Rites are supposed to be vaguely religious things. Involving water and wine. Sometimes the latter followed by copious amounts of the first. Sometimes neither, just an illicit sip of caffeine when your parents raised you Mormon. Maybe you still remember your first rated R movie, sitting in the dark of your bedroom, wondering with each word JK Simmons uttered if you should turn it off. Pushing through Miles Tellers' bleeding knuckles and your own bleeding heart, calling you a sinner.
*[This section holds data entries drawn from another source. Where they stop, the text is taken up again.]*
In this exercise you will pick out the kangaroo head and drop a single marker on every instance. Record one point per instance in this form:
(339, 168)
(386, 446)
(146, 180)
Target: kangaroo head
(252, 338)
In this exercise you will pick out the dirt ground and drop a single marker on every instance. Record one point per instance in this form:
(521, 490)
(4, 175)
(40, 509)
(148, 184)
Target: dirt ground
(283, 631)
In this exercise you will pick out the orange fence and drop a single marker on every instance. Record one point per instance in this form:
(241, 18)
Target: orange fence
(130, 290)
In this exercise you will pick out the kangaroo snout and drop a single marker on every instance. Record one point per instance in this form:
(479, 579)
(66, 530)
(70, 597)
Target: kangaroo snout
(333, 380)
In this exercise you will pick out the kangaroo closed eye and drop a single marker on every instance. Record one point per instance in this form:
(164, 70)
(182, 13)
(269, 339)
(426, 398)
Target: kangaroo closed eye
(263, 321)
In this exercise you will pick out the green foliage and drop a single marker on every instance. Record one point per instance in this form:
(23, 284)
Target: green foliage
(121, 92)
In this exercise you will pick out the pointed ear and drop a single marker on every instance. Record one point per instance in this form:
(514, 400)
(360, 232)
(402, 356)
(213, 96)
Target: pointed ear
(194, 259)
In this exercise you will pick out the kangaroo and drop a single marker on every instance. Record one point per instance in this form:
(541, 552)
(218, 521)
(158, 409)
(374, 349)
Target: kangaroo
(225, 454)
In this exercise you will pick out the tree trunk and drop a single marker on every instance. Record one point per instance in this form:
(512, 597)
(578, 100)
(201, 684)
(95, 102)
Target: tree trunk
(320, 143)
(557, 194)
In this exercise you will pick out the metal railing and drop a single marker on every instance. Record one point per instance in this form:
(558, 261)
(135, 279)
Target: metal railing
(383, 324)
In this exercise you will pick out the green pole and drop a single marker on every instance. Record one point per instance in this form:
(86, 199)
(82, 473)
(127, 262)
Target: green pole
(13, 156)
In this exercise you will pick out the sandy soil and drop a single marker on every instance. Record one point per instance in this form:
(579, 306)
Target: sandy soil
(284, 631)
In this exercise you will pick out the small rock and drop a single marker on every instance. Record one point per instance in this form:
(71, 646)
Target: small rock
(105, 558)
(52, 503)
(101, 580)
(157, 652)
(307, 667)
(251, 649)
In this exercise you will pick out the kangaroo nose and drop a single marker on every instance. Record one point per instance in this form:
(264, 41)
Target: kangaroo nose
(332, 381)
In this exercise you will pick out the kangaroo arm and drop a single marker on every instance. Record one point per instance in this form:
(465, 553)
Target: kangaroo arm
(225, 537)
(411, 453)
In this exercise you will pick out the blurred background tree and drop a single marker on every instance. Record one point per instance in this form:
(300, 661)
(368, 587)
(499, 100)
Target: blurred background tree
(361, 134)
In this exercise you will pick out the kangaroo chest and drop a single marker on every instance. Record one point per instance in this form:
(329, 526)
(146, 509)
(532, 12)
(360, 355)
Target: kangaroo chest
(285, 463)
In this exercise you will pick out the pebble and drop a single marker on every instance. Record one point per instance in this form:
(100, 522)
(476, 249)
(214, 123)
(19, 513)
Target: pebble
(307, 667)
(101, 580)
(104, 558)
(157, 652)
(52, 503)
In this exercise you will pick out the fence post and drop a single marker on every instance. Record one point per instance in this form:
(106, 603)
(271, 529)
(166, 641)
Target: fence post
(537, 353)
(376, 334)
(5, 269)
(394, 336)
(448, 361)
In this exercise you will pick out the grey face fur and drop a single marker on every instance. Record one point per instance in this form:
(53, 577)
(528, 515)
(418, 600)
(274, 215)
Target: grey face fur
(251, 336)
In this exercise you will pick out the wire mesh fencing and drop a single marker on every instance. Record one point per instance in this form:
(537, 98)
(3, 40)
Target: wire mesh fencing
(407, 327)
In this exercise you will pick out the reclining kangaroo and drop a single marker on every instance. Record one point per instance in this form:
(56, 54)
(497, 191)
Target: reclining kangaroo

Rites are things you tell your diary about, tell your best friend about, want to shout from off the top of Mount Timpanogos. The strangely untethered feeling you get when finally, at age 20, you have your first kiss. The trembling of your fingers against the steering wheel when your first kiss teaches you how to drive a car in the abandoned church parking lot. It's midnight, and you're really not supposed to be alone with a boy. At least not according to Sunday School.

But rites also the tiny, seemingly insignificant things. The chewy Snickers bar as it lies in the palm of your brown hand. The taste, next, of the nougat, salty for some reason. The thought that you've never liked Snickers but always picked them up as a treat for mom. The remembering that she's 7,000 miles away. The nutty, bittersweet taste of being on your own.